Costs per MW of capacity in 3 scenarios illustrating the effect of learning-by-doing

Figures 6 and 7 show the renewable capacity needs for CO2 emissions replacement and how the deviation from the local renewable target influences the three scenarios. In all cases, values are initially high then decrease in proportion to the aggressiveness of the associated policy. If stakeholders only considered these factors then there would be overly costly investment in the early years of the system. In Fig. 6, both the reference “business as usual” and less aggressive policies achieved the local renewable targets by 2023. However, we see indications that the aggressive 75 % 2018 policy appears to struggle. In that case the simulated model achieved its target by 2029. This can also be attributed to the carrying capacity of the system and the financial limitations attached to higher investments over a shorter time. Figure 7 implies that a higher amount of renewables are needed on a monthly basis for the aggressive renewable scenario in order to achieve the EU influenced CO2 emissions goals. However, with less aggressive goals this target is achieved about 2 years later than the more aggressive policy goals. These observations emerge from this initial study restricted in scope and may evolve further as other factors are made endogenous to the model. One consideration that could greatly affect renewable generation is the effectiveness of diurnal and seasonal energy storage. We note the special role of hydro-power in this regard, which will be accounted for as different renewable types are disaggregated in future work.

Fig. 6
figure 6

Convergence of modelled capacity with policy in 3 scenarios

Fig. 7
figure 7

Convergence with CO2 emissions target in 3 scenarios

6 Conclusions

This paper presents a system dynamics assessment of the renewable integration within the isolated island electricity system of São Miguel. Key components of the model highlight the cost reduction due to local learning from renewables and the type of renewable policy employed. Results and evaluations are starting to suggest that a sharp focus on achieving an aggressive renewable integration policy may lead to a boom and bust cycle of planning with periods of too much capacity. As shown in the results, in the long run, the required renewable targets will be achieved eventually, even with less aggressive renewable policies. This implies that possibly the financial health of the system can be jeopardized due to higher investment costs needed over a short period of time. Island systems typically suffer from a weaker innovation landscape and from limited opportunities for learning-by-doing. These realities combined with the preliminary results reported here suggest that island systems policy-makers should consider adopting a carefully-paced approach and should probably avoid establishing a world-leading position in innovation. That said, the small scale of island systems can lend themselves to experimentation and world-class opportunities from learning-by-research [21]. All these initial ideas will be re-evaluated in the light of the more holistic work to come.

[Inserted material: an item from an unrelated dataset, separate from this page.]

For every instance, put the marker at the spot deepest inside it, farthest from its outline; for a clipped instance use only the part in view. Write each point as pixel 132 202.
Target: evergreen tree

The insights distilled from the model show that there are benefits to be obtained from considering all of the key feedbacks including installation experience and the urgency of the renewable capacity targets as renewables are integrated. These seem to steer the long-term renewable investment outlooks and provide the gaps for the optimal generation mixes of the system. The model of the system uses many key variables such as demand forecast and electricity tariffs as exogenous inputs. Future work will include analysis of the demand forecast within the model with a view to modelling more aspects endogenously. Storage and renewable disaggregation will have a particular role to play in future work. We intend to consider shorter time-steps and in this way to model the daily/weekly short-term drivers of renewable dispatch within such island electricity systems. This will be based on the short-term availability and the relative cost of renewables compared to other electricity options within the island system. We further intend to include energy efficiency/demand side response and diurnal storage in our modelling.